Why is Math.random() not designed to be cryptographically secure?

I was one of the implementers of JScript and on the ECMA committee in the mid to late 1990s, so I can provide some historical perspective here.

The JavaScript Math.random() function is designed to return a floating point value between 0 and 1. It is widely known (or at least should be) that the output is not cryptographically secure

First off: the design of many RNG APIs is horrible. The fact that the .NET Random class can trivially be misused in multiple ways to produce long sequences of the same number is awful. An API where the natural way to use it is also the wrong way is a "pit of failure" API; we want our APIs to be pits of success, where the natural way and the right way are the same.

I think it is fair to say that if we knew then what we know now, the JS random API would be different. Even simple things like changing the name to "pseudorandom" would help, because as you note, in some cases the implementation details matter. At an architectural level, there are good reasons why you want random() to be a factory that returns an object representing a random or pseudo-random sequence, rather than simply returning numbers. And so on. Lessons learned.

Second, let's remember what the fundamental design purpose of JS was in the 1990s. Make the monkey dance when you move the mouse. We thought of inline expression scripts as normal, we thought of two-to-ten line script blocks as common, and the notion that someone might write a hundred lines of script on a page was really very unusual. I remember the first time I saw a ten thousand line JS program and my first question to the people who were asking me for help because it was so slow compared to their C++ version was some version of "are you insane?! 10KLOC JS?!"

The notion that anyone would need crypto randomness in JS was similarly insane. You need your monkey movements to be crypto strength unpredictable? Unlikely.

Also, remember that it was the mid 1990s. If you were not there for it, I can tell you it was a very different world than today as far as crypto was concerned... See export of cryptography.

I would not have even considered putting crypto strength randomness into anything that shipped with the browser without getting a huge amount of legal advice from the MSLegal team. I didn't want to touch crypto with a ten foot pole in a world where shipping code was considered exporting munitions to enemies of the state. This sounds crazy from today's perspective, but that was the world that was.

why do browsers not replace it with a CSPRNG?

Browser authors do not have to provide a reason to NOT do a change. Changes cost money, and they take away effort from better changes; every change has a huge opportunity cost.

Rather, you have to provide an argument not just why making the change is a good idea, but why it is the best possible use of their time. This is a small-bang-for-the-buck change.
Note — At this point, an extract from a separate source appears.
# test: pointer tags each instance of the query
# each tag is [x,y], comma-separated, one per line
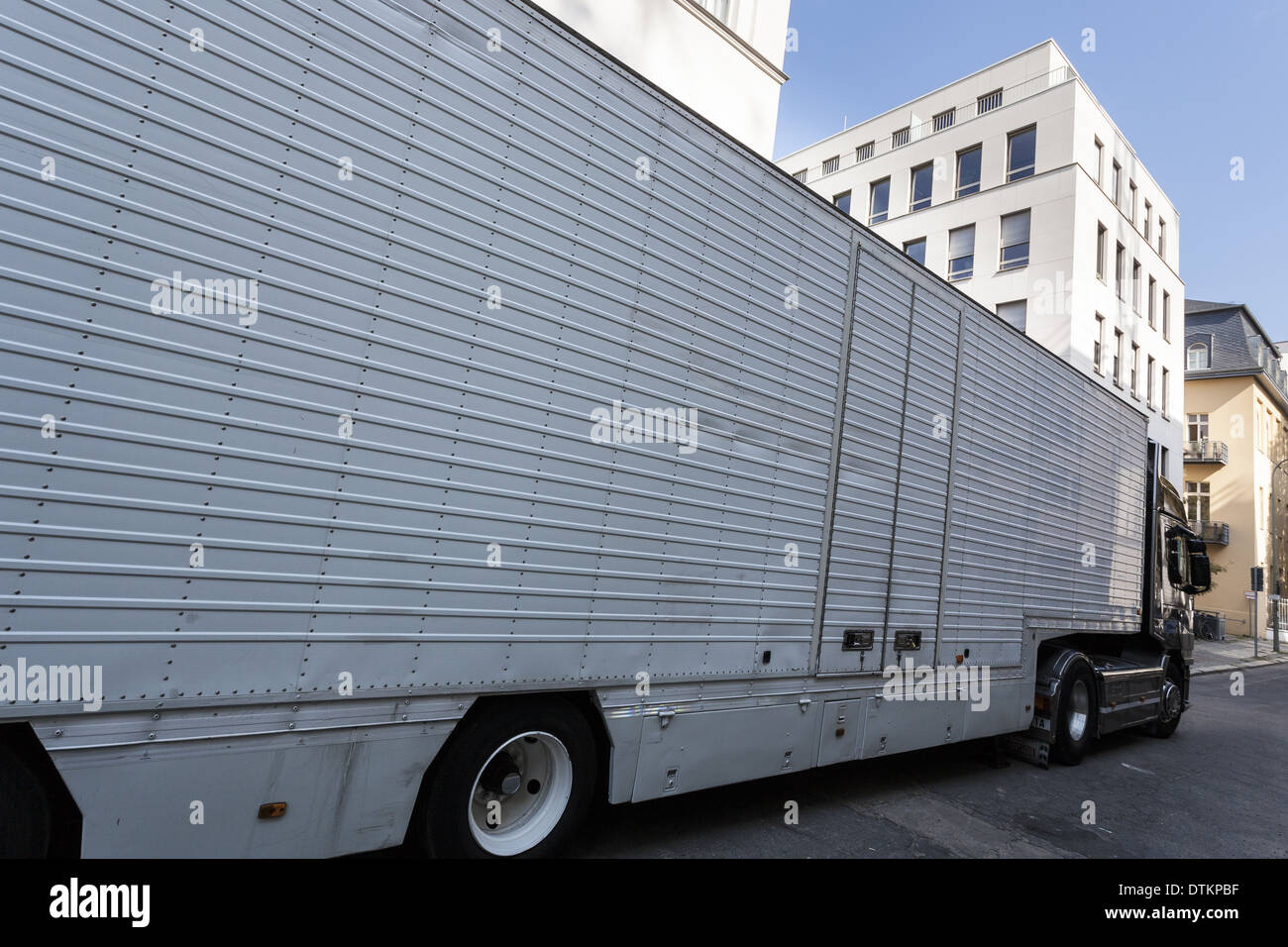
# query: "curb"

I understand that it could not be re-defined as a CSPRNG as the standard explicitly gives no guarantee for suitability for cryptographic use, but there seems to be no downside to doing it anyway

The downside is that developers are still in a situation where they cannot reliably know whether their randomness is crypto strength or not, and can even more easily fall into the trap of relying on a property that is not guaranteed by the standard. The proposed change doesn't actually fix the problem, which is a design problem.

Because there actually is a cryptographically secure alternative to Math.random():

window.crypto.getRandomValues(typedArray)

This allows the developer to use the right tool for the job. If you want to generate pretty pictures or loot drops for your game, use the fast Math.random(). When you need cryptographically secure random numbers, use the more expensive window.crypto.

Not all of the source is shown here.